Windows Phone 8 is on the rise, and even though Windows 8 hasn’t exactly been selling like hotcakes, it is at least off to a reasonable start. The future of Windows and Microsoft has yet to be determined for sure, but one thing is for certain: Microsoft’s employees are much happier now than they were back in 2011.
Steve Ballmer has often come under fire from both investors and even employees who feel that he isn’t leading the company forward in a positive direction. In 2011, Ballmer’s approval rating via site “GlassDoor” indicated that employees that favored his leadership were a minority at 35 percent.
Fast forward to 2012, when Windows 8 was just starting to come together? Ballmer’s approval has jumped significantly to 52 percent. Still, there has been a lot of change in the last part of 2012. Sinofsky is gone, Windows 8 isn’t selling that well yet, and other internal changes.
Have things gone south for Ballmer once more? Actually, no they haven’t. Ballmer’s employee approval rating might have gone down a little at the end of 2012, but only by a little bit. Instead of 3.7 out of 5 employees approving, it is now looking like 3.5 out of 5 approve.
What does this all mean? It means that hype from Windows 8 and Windows Phone 8 won Ballmer back some support, and even won Microsoft back some public approval. It also means that 2013 is more significant than ever.
Will 2013 Make or Break Microsoft’s Future?
This is it. Microsoft has drawn the line in the sand. They are pushing forward with the NT-based Windows Phone 8 and they have made massive changes with Windows 8 and Windows RT. The year 2013 will also see major multimedia changes for Microsoft, as they unveil what the next Xbox might mean for the future of living room entertainment.
2013 is probably a turning point for Microsoft.

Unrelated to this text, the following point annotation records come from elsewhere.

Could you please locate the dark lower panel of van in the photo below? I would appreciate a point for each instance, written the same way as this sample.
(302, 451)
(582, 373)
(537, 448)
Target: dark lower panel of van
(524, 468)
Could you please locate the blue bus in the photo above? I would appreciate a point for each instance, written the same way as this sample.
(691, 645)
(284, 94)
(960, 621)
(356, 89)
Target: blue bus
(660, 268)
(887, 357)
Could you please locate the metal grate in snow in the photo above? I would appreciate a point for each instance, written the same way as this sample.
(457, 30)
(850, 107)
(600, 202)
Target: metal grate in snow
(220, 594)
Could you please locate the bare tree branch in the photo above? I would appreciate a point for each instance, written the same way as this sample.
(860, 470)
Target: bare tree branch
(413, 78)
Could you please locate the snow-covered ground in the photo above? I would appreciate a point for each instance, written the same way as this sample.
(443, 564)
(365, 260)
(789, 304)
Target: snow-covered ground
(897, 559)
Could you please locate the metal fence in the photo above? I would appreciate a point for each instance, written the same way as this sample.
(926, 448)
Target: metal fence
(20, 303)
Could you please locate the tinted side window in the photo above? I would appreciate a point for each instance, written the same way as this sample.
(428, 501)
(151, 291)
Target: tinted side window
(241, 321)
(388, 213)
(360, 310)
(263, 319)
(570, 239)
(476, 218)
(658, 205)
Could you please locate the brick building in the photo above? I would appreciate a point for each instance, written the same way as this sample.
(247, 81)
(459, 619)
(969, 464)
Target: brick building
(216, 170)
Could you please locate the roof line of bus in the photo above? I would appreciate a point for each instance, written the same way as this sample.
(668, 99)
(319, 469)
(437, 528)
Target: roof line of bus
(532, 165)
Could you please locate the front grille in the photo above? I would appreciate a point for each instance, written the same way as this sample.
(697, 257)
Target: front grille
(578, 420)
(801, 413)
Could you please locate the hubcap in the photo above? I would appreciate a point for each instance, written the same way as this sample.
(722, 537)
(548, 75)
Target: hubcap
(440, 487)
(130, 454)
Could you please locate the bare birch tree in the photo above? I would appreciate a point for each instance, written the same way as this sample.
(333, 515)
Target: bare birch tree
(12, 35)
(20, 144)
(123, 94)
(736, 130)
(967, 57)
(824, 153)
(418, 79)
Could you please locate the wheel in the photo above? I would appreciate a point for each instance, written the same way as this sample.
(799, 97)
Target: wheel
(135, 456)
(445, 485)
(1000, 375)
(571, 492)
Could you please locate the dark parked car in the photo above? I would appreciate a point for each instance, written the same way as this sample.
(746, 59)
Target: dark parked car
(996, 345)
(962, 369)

A positive one or a negative one though? That’s a good question. I honestly don’t think we will fully know the answer until after this year is over, though.
I will confidently say that 2013 is a big year for the company. The decisions they make, the fans they win or lose– these changes in 2013 will set the stage for the next several years. If Microsoft doesn’t start to make its intentions clear with Windows RT, 2013 will be the year RT dies.
What about Windows 8? Microsoft doesn’t need success for Windows 8 in 2013, but they need to lay the groundwork hard. They have already started on this, but continued advertising and pushing forward will be key.
As for the Xbox, how it changes connectivity with Windows devices and how it changes the way we get content in the living room will also push Microsoft’s direction forward, for better or worse.
I am very excited by 2013. I can’t yet tell whether 2013 will be a good or bad year for Microsoft, but it it will be an interesting one.
What do you think? Will 2013 be a year of “wins” for the company and for Steve Ballmer? Or is 2013 the beginning of the “end” for Microsoft’s dwindling tech empire?